LostSocksBrigade · 22/05/2024 12:33

I'd cut ties here for my own and my children's sake, he doesn't sound good for any of you for lots of reasons.
But in relation to the gaming stuff. I run a gaming server via discord for people aged 21+ and the things we see the most of are "pick me" girls coming in to flirt with guys and guys in relationships pretending they're not.

GTA is one of the biggest game for roleplaying lots of scenarios, there are whole other discord servers for it ranging from first responder roleplay to everything bad you could imagine. My partner is also a gamer and he wouldn't dream of disrespecting me in the same way yours has, he respects boundaries as do I. The fact he is shutting you out of this and being shady is very telling. Honestly, dump him. If you can't trust him what's the point?

Thanks for this it’s GTA that he is doing this in. Suddenly immersed himself into it and is playing it in his spare time. He knows I’m not a fan of the game which is why he says he’s not invited me to join him. If it was a different game I don’t think I’d be so insecure, but I know in GTA what it s like, it’s why I don’t like it.

OP posts:
ScabbyHorse · 22/05/2024 14:58

I don't think the comments have been that mixed actually, I think almost everyone has agreed that it's not healthy. But mostly, I think you need to trust your own feelings and intuition on this. You don't feel good about him doing this. He said he'd stop and he didn't..

pikkumyy77 · 22/05/2024 14:59

Give your head a huge wobble. This man is no catch and yet you are totally fixated on him and his needs snd judging yourself a success or failure by how much attention he pays you. You have shrunk your life to fit in with him and make him comfortable when he doesn’t respect you or care about your needs at all. He privileges his voices snd his gamer experiences over you!

You aren’t wrong to be jealous—he is showing you that real life you isn’t any more important than fantasy game friends. But you are wrong to have gotten involved with this very damaged man. He is controlling you from inside the cate he has built for himself.

OrlandointheWilderness · 22/05/2024 15:03

I’ll also add on here that he hears voices. He used to smoke a lot of something you’re not meant to! He hears voices through the walls that are very critical of him all day and all night, and gaming is his escape from the voices. He needs help for this but won’t seek it because he thinks it’s all real when It isn’t.

He need urgent help with his MH. There are a few reasons why someone might hear voices, none of them are good without treatment. Do not stay with someone who hears voices and will not get help. This could be very dangerous.

CatLady36 · 22/05/2024 15:22

I have been in touch with a variety of professional services and spoke.

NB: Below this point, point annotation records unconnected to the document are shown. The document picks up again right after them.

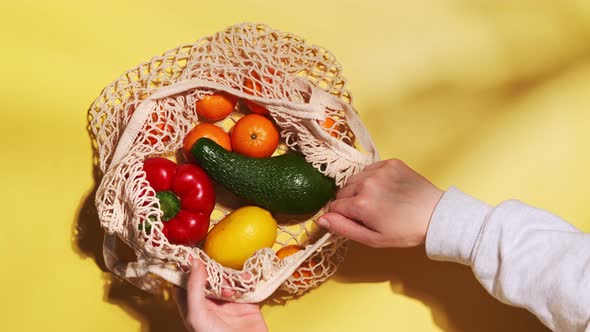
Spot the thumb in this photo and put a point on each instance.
(341, 225)
(196, 286)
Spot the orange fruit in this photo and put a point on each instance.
(328, 126)
(216, 106)
(290, 250)
(255, 136)
(209, 131)
(253, 87)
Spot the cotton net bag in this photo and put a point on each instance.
(147, 112)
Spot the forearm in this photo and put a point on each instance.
(523, 256)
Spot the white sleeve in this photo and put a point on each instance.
(523, 256)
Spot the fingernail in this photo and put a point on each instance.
(323, 222)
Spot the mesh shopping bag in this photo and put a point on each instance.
(147, 112)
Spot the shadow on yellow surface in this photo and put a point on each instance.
(457, 301)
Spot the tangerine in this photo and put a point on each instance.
(255, 136)
(328, 126)
(207, 130)
(217, 106)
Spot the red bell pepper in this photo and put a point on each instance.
(187, 198)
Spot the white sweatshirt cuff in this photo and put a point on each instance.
(454, 227)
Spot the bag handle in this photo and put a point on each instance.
(312, 110)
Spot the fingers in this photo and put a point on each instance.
(341, 225)
(349, 190)
(196, 286)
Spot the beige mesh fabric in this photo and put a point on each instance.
(148, 111)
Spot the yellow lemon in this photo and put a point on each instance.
(239, 235)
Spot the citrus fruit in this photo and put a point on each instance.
(207, 130)
(255, 136)
(239, 235)
(216, 106)
(306, 267)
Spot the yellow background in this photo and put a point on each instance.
(490, 96)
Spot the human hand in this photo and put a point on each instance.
(203, 314)
(386, 205)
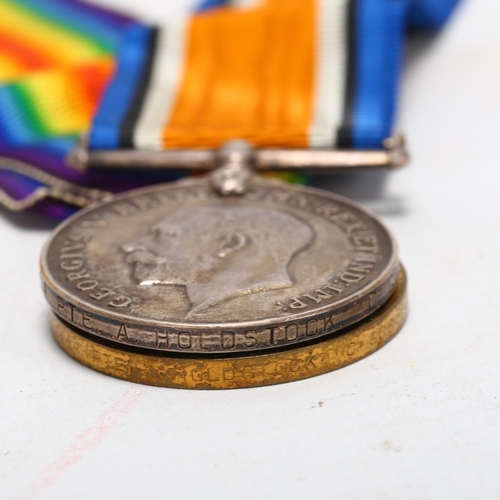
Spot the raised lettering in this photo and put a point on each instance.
(87, 285)
(77, 276)
(297, 304)
(320, 295)
(101, 294)
(292, 332)
(120, 301)
(72, 265)
(250, 338)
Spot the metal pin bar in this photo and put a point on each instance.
(393, 155)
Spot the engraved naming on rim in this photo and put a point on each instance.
(178, 268)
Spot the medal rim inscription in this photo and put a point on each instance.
(383, 283)
(252, 370)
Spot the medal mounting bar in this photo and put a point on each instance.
(393, 155)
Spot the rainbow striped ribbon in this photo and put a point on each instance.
(60, 58)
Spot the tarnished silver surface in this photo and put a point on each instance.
(178, 267)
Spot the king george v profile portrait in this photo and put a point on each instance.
(219, 253)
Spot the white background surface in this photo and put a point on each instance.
(419, 419)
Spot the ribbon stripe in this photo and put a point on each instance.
(281, 73)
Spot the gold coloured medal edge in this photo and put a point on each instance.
(254, 370)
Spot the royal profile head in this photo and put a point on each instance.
(219, 253)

To my own GP regarding the voices he hears.
unfortunately unless he is willing to accept treatment (which he isn’t) then there is nothing anyone can do unless he is in a crisis and at risk to himself or others.

literally spoke with a professional today who said that he’s not currently at risk to himself or others .

OP posts:
Bringbackthebeaver · 22/05/2024 15:23

The comments here are not that mixed, OP. Most people are saying that this doesn't sound like a healthy situation for you.

Gall10 · 22/05/2024 15:43

What the feck is it with grown men playing video games?

BMW6 · 22/05/2024 16:54

OP the real and serious issue here is that he is Psychotic and not willing to accept that the voices aren't real so he won't accept treatment.

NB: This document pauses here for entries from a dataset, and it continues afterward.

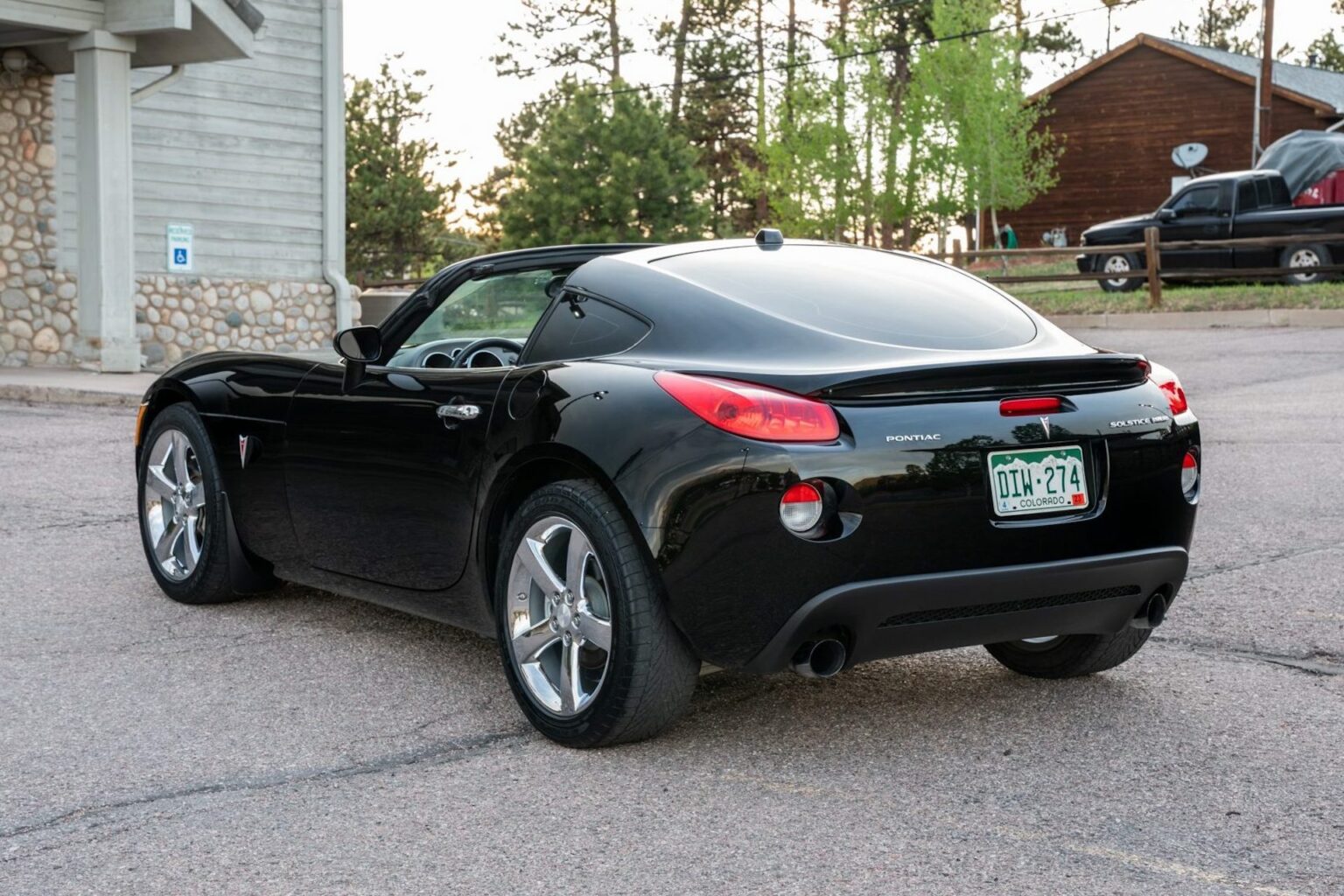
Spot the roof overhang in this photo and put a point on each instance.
(1323, 109)
(165, 32)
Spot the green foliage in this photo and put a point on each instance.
(564, 34)
(597, 168)
(992, 148)
(396, 208)
(1218, 25)
(842, 122)
(1326, 52)
(717, 108)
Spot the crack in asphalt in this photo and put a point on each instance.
(1258, 562)
(449, 751)
(1316, 662)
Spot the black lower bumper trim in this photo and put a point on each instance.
(912, 614)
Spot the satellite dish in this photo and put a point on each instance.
(1190, 155)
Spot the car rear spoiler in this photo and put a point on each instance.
(993, 379)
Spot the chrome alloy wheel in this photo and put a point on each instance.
(173, 506)
(1304, 258)
(558, 624)
(1117, 265)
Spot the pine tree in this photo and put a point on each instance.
(1218, 25)
(602, 167)
(396, 210)
(564, 34)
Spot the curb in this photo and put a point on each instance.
(1311, 318)
(63, 396)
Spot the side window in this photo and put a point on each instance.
(1264, 195)
(1246, 199)
(584, 326)
(1200, 200)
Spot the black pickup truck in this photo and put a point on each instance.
(1236, 205)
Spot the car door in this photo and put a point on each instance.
(382, 468)
(381, 485)
(1201, 211)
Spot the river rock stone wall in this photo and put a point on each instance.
(176, 316)
(37, 303)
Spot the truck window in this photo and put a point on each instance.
(1265, 195)
(1278, 191)
(1246, 196)
(1208, 199)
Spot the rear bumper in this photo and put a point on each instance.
(913, 614)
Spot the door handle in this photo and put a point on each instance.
(458, 411)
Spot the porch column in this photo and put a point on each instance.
(107, 226)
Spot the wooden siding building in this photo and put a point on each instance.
(172, 178)
(1120, 117)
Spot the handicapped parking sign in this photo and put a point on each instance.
(179, 248)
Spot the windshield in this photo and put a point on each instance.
(503, 305)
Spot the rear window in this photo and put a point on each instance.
(862, 294)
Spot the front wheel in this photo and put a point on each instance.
(1120, 263)
(1068, 655)
(1304, 258)
(182, 514)
(589, 648)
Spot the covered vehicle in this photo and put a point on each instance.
(626, 462)
(1312, 164)
(1241, 205)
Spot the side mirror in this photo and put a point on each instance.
(360, 344)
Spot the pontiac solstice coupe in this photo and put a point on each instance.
(628, 461)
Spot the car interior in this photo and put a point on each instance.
(483, 323)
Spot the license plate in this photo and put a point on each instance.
(1038, 481)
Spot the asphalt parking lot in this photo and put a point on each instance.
(303, 743)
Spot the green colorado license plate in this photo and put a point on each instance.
(1038, 481)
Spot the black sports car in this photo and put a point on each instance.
(628, 461)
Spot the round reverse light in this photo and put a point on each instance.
(800, 508)
(1190, 474)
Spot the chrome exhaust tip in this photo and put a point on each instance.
(819, 659)
(1152, 612)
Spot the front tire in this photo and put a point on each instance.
(1120, 263)
(1068, 655)
(182, 509)
(588, 645)
(1304, 256)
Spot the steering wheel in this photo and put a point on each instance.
(464, 358)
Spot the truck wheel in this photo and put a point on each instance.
(1120, 263)
(1306, 256)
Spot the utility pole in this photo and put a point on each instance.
(1266, 82)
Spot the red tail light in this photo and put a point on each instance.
(802, 507)
(752, 411)
(1171, 387)
(1028, 406)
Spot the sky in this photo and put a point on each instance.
(453, 40)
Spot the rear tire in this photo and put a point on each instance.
(1306, 256)
(182, 509)
(1071, 654)
(1120, 263)
(589, 648)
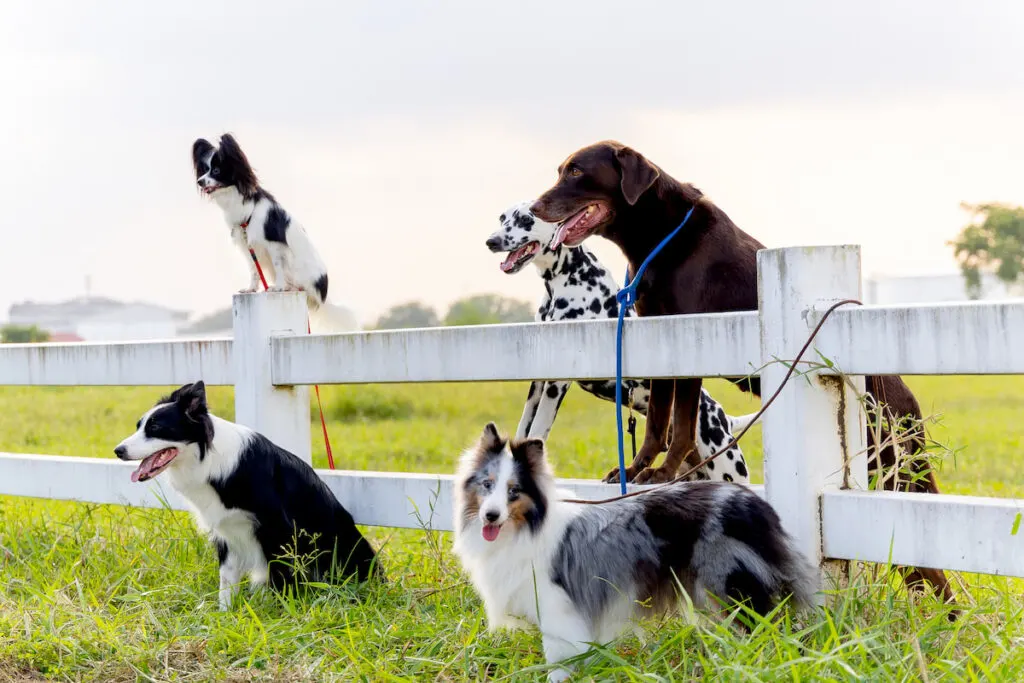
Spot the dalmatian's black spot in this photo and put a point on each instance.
(523, 220)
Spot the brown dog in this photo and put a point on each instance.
(711, 266)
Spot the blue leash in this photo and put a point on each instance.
(627, 297)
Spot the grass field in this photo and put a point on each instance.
(101, 593)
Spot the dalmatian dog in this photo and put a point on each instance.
(579, 287)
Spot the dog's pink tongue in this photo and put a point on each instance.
(560, 236)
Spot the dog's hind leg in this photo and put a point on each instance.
(529, 410)
(564, 634)
(655, 436)
(548, 402)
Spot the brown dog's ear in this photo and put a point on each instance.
(491, 439)
(638, 173)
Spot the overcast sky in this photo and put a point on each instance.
(398, 131)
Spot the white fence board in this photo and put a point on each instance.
(960, 532)
(972, 338)
(718, 345)
(135, 364)
(375, 499)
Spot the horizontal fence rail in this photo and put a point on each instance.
(135, 364)
(813, 436)
(717, 345)
(962, 532)
(975, 338)
(375, 499)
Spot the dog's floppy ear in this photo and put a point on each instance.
(192, 399)
(491, 439)
(638, 174)
(529, 452)
(201, 148)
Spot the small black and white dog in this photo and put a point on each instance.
(286, 253)
(581, 572)
(265, 510)
(578, 287)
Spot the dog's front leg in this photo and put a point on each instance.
(655, 436)
(548, 403)
(684, 422)
(230, 574)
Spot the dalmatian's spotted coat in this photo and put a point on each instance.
(579, 287)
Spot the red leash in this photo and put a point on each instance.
(327, 439)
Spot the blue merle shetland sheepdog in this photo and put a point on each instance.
(582, 572)
(265, 510)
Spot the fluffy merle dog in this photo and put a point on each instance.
(258, 222)
(581, 572)
(577, 286)
(266, 511)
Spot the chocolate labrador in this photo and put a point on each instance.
(612, 190)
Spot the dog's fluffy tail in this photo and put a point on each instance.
(331, 318)
(798, 577)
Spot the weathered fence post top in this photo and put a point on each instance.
(280, 413)
(813, 434)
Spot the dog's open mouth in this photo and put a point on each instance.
(154, 465)
(518, 258)
(574, 229)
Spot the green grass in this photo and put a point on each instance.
(101, 593)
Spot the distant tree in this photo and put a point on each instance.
(488, 309)
(992, 242)
(410, 314)
(23, 334)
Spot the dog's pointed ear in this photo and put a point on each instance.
(245, 176)
(638, 174)
(491, 439)
(530, 453)
(192, 399)
(201, 148)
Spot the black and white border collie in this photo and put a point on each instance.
(267, 512)
(582, 572)
(578, 287)
(286, 253)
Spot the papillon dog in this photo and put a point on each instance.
(260, 226)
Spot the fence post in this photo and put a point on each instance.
(281, 414)
(814, 433)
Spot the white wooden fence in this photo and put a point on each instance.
(815, 468)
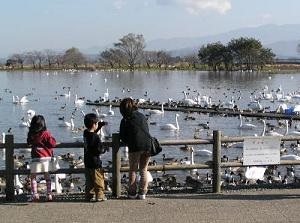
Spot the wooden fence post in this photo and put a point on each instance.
(9, 167)
(217, 161)
(116, 160)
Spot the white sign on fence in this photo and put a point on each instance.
(261, 151)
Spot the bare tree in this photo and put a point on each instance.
(49, 56)
(112, 57)
(192, 60)
(31, 58)
(132, 47)
(149, 58)
(74, 57)
(58, 59)
(39, 57)
(20, 58)
(163, 58)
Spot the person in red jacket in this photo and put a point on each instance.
(42, 143)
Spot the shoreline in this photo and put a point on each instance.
(271, 69)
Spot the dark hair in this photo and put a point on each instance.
(127, 106)
(37, 125)
(90, 119)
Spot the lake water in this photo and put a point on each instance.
(44, 90)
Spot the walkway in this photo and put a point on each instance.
(234, 206)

I don't think he should be in any relationship.

What if the voices tell him to hurt you?

Hermittrismegistus · 22/05/2024 17:29

literally spoke with a professional today who said that he’s not currently at risk to himself or others

How can they possibly state then when they have not assesed him?

pikkumyy77 · 22/05/2024 17:58

Lots of people hear voices—whether that is serious or not can’t and won’t be determined by a second hand report from a sometime girlfriend. He is frankly psychotic but services will not be offered to him until he asks or has a breakthrough incident.

No health care service system that I know of is proactive with respect to a moderately high functioning person: where high functioning means no more than not overtly causing harm or trashing a public space, or failing to support themselves (ie using too many costly services).